Net metering is wrong. Net metering is the wrong way. Net metering means the best you can achieve is bringing your utility bill to zero. And this is just against what we all try to do on the energy savings side.
Energy efficiency and conservation efforts do not scale with net metering as noted in my AB 1920: California bill goes beyond Net Metering post.
John Geesman said:
As a consequence, I don’t think it’s too much of a stretch in terms of normal governmental authority to see the logic of Feed-in Tariffs. Now there are those that will differ. They will say that’s delegating to the states an awful lot of authority. I’m here to tell you in my adult lifetime, national energy policy as much as I have known about it, has almost consistently been headed in the wrong direction. And I put a lot more comfort in seeing those decisions made by the states.

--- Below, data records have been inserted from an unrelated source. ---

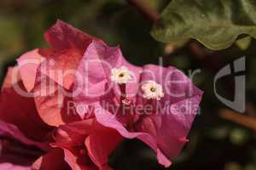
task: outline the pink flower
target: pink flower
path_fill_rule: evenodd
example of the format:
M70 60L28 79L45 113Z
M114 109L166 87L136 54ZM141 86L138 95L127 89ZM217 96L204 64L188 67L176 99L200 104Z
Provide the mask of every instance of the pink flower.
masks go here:
M202 92L174 67L132 65L119 48L99 41L89 45L78 70L88 77L86 83L83 79L76 83L83 89L75 98L77 105L89 108L83 116L92 113L125 138L139 139L155 151L160 164L169 167L188 141Z
M169 167L202 92L174 67L135 66L119 48L61 20L45 39L49 48L20 56L5 78L0 167L107 170L124 137L143 141Z
M45 38L50 48L20 56L3 85L0 167L109 169L108 156L123 138L95 118L82 120L75 110L68 112L73 98L67 93L72 94L75 76L61 74L75 70L96 38L61 20Z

Although I’m not sure when he arrived, John Garamendi, Lieutenant Governor of California, was intensely interested in the afternoon panel discussion and closed the symposium with a speech waxing fluent about Feed-in Tariffs. Lieutenant (Lt.) Governor Garamendi said:
I like what Germany has done with its Feed-in Tariffs; they apparently worked. We could try all kinds of models, but it seems to me we start with a model that works.

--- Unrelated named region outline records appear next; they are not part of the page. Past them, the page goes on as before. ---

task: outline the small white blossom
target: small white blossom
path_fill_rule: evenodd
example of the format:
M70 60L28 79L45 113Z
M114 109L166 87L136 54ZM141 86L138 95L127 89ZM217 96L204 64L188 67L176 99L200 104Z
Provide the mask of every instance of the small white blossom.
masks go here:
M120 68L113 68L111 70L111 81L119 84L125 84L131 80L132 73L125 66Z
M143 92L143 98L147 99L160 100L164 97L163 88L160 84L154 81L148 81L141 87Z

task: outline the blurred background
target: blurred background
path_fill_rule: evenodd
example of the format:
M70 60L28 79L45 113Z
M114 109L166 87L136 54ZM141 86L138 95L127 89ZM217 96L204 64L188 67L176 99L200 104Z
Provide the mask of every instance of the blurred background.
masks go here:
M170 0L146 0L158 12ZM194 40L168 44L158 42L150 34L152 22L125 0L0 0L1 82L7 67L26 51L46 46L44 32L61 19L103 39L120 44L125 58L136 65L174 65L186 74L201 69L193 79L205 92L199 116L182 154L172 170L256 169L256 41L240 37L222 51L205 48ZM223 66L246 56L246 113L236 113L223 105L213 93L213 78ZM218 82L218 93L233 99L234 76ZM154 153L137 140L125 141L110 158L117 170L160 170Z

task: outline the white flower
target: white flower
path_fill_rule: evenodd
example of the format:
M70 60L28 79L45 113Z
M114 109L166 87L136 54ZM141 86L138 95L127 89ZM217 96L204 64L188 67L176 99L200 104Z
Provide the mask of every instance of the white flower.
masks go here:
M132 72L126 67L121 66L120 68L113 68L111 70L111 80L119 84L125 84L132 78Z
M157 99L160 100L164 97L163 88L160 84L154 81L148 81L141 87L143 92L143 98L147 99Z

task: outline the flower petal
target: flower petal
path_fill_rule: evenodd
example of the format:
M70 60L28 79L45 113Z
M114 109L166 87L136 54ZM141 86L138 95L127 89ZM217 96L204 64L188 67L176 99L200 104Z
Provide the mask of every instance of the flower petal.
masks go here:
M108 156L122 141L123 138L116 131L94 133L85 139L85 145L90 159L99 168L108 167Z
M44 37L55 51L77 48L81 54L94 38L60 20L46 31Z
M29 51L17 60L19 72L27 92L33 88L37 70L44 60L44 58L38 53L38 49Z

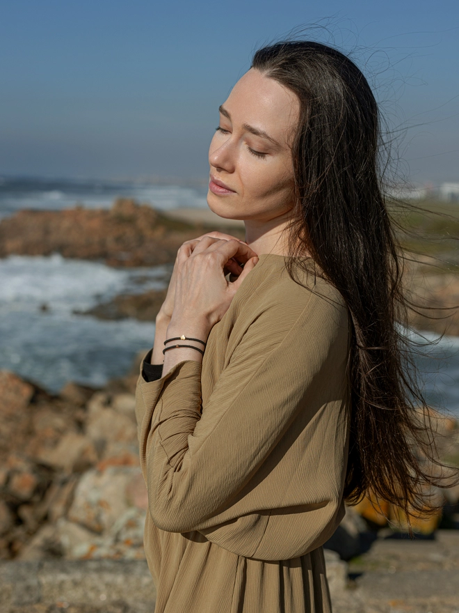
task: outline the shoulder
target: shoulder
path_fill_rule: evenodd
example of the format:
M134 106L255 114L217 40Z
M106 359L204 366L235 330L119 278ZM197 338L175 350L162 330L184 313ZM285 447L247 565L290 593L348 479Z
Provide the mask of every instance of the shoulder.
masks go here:
M280 256L262 254L236 293L238 316L250 322L261 318L284 330L314 322L321 326L326 323L328 328L347 326L344 299L315 263L293 266L292 278L285 262Z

He encouraged the panelists to reach a consensus and work to get a FiT policy in place for California. The Lt. Governor Garamendi also observed California policies at the city, county, and state levels need to be integrated and aligned to achieve the goal of transitioning from fossil fuels to clean, renewable energy.
Last year when I asked the Lt. Governor about Feed-in Tariffs for renewable energy at the 2007 CCTO Competition (please see California Clean Tech Open 2007 Kick-off Event Wrap up), they were not at forefront of his considerations. 1st “Solar Symposium” of the German American Chamber of Commerce an Immediate Success has additional quotes and the GACC’s perspective.

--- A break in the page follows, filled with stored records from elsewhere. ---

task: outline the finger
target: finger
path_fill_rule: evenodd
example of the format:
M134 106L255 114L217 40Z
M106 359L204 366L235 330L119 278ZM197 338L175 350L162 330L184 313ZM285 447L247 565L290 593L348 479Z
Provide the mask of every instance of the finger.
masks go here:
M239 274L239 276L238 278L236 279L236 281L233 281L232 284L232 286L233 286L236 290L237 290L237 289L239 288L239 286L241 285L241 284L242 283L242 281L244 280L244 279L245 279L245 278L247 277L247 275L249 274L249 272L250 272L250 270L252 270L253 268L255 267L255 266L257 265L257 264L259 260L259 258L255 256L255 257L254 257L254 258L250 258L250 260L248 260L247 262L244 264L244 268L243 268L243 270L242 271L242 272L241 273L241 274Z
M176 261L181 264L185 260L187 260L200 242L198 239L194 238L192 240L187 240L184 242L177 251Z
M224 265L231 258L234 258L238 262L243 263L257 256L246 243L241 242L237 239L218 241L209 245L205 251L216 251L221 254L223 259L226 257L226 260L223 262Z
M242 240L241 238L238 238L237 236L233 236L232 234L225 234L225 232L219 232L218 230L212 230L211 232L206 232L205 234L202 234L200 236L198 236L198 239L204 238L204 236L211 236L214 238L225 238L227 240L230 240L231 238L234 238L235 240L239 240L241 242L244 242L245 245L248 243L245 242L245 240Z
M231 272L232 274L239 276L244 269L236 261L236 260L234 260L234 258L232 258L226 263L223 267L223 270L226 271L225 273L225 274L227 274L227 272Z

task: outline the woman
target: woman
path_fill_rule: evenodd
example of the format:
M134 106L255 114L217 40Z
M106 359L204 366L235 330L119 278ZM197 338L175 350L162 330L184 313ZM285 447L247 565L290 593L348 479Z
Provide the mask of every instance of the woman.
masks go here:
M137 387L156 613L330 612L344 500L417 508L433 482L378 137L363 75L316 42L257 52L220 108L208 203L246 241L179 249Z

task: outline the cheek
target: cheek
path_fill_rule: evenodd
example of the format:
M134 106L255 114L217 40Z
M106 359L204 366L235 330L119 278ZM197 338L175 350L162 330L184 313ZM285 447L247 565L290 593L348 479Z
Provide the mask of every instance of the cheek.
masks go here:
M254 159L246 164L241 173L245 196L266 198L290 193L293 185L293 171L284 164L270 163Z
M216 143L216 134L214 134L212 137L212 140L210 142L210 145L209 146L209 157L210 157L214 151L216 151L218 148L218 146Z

Although they claimed to have FiT policy efforts, CALSEIA (California Solar Energy Industries Association) did not respond to my requests for details about their proposed approach to a California Feed-in Tariff for solar.
California has an immaculate convergence of great solar resources, sustainability and environmental awareness, renewable business ventures, and progressive political support to Go Big Solar driven by a German style Feed-in Tariff. Is a foolish name change to Freedom Tariff or Energy Independence Tariff needed before we can adopt sound renewable energy policy as our own?